Along the way we stopped for firewood. We'd have a despacho to burn, and the country higher up would be pretty barren. Francisco had brought his machete with him, and he leaped down the steep bank to hack limbs off a dead tree, while Juana and I picked up or broke what was accessible along the track. We got enough that they brought a bundle back to Cusco for the cooking fire at the house.

At the end of the road there were 2-3 small houses, with families who had a few head of cattle.  Lots of old stone fences still in use to organize that enterprise. We hiked in for 30 minutes or so, along a charging stream yellow with
glacial runoff. Coming into a small valley, where the stream split into two parts, a long stride across one branch took us into the space between them.  Here we prepared the fire and put on our ponchos and ch'ullas. Before beginning the despacho, we all went to a little gravel bar at the convergence of the streams. We stood barefoot in the streams and don Francisco washed us up to the knees.
Then water over the head, up to elbows, even the mesas got a dip. And dona Juana rinsed him off likewise. Small stones were taken up, three for each of us, and these too were used to ritually cleanse each of us, then blown across and tossed down the stream. (Always breath, breath.)  Back at the ceremonial site...it was actually time for the snack first. Perhaps the point is that we nourish and strengthen our bodies in order to do the work we're called to. In addition to the cleansing ritual, this despacho was more elaborate in other ways. More offerings made, including a complete llama fetus, symbolizing new life. I felt that both Salkantay's high position in the apu pantheon, and these advanced rites merit a fuller expression.  Again our offerings included kin'tus for America's ayllus, and her new president, and also those who are organizing and facilitating the transmission of the Andean and specifically Q'ero teachings to the needy on the outside.

It was raining hard by the time we finished.
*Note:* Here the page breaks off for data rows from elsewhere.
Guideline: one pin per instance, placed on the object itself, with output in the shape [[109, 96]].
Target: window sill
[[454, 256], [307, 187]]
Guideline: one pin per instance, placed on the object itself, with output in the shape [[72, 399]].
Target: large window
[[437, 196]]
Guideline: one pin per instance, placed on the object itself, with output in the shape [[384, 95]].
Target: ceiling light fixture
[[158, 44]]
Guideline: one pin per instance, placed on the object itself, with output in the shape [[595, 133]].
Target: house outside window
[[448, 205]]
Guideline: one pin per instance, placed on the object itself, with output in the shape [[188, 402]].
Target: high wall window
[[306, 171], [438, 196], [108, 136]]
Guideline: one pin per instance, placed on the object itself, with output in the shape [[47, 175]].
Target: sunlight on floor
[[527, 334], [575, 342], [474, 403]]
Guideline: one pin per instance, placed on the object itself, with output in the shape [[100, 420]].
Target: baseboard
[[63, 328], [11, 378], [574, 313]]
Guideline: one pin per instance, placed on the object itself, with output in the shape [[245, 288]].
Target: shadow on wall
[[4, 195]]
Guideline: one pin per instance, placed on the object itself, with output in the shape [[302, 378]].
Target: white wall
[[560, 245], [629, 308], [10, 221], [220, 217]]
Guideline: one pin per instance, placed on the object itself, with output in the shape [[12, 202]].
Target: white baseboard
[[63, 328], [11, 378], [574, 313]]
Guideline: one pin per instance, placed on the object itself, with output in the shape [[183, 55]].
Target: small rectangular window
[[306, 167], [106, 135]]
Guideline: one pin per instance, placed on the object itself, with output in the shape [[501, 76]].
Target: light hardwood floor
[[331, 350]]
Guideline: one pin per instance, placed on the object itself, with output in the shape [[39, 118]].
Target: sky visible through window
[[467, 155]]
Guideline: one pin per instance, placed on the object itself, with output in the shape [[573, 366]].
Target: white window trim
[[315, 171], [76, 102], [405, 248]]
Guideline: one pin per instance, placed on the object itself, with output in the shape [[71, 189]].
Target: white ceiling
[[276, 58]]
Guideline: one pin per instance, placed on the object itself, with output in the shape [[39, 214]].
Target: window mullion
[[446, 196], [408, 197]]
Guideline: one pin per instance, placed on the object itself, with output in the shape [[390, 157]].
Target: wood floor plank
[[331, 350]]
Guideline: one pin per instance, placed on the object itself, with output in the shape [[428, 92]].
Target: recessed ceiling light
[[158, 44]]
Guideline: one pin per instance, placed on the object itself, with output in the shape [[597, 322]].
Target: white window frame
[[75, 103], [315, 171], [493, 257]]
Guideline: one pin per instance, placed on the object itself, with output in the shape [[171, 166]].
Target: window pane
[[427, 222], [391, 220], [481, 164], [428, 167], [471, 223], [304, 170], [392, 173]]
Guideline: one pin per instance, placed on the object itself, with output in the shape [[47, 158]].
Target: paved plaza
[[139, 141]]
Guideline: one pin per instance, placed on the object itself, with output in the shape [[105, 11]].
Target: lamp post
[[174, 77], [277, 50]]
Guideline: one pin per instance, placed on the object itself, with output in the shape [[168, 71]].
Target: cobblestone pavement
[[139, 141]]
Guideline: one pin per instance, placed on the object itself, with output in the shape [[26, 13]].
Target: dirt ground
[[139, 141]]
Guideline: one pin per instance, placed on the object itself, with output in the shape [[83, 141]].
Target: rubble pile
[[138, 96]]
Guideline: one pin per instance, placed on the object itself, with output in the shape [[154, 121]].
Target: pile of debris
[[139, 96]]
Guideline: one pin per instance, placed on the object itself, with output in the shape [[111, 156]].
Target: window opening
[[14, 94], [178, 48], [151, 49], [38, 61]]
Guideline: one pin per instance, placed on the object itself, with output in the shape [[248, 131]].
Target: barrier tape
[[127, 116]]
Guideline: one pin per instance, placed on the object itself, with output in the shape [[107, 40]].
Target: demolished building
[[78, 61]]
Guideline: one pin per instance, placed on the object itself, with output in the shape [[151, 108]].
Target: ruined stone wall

We all had to hustle to get the fire going (with a little help from Agua Florida - which is not agua!) The dry wood was augmented by dry dung gathered from nearby, and by the time we left Pacahamama had fully consumed the despacho.

Then, with the fire blazing, and the rain beating down, under the shelter of a giant overhanging rock, and thus almost in the mountain, I was gifted the Kurak Akulloq
rite by both Francisco and Juana. This was very emotional for me; I think in part because they had told me, as we began the despacho, that they wanted to give me their mesa cloth, to take back to America to do ceremony. In the context of the karpay, which Albrto Villoldo calls the "Earthkeeper" rite in the Munay-Ki, and of the earthkeeper calling, this brought an overwhelming feeling from my heart chakra up into my throat, one of gratitude for the love and intent the people of this high country have for the world, and wonder at being among the fortunate who are being given the chance to participate in this gift-giving work.

The rain stopped and we went back to the fire. Don Francisco there gave me the Taitanjis Ranti Karpay, and handed me the mesa cloth and a kuya, and suggested that I might want to go and meditate for a little while. I was glad for the chance to sit and reflect and feel the emotions and impulses that were swirling within me. I was feeling the power of place, of the lineage, of these specific transmissions. And along with those feelings were the open wonderings. I had just received the Creator rite, which has only been given from person to person in the last couple years, and then handed what amounted to a personal assignment. How is this going to play out? What does this mean for me personally? What is required next? In due time, my practical side arose with a little to-do list, a sort of bridge that makes it easier to return to the more finite present. Then I remembered seeing some nice stones on that sandbar, so I walked down there and picked up a few. Looking about I saw that don Francisco and  dona Juanita were also wandering playfully in this lovely valley, collecting stones as well.

We were all feeling how great was this place and this day. Don Francisco spoke of his sense that Salkantay has "hatun corazon", another Quechua/Spanish conjoint: "great heart". Dona Juanita had already murmured to me "Salkantay tres fuertes" - strength. For me too this Apu brought a  sense of tangible qualities. It seemed sort of kingly. On the long ride back to Cusco we were all pretty silent.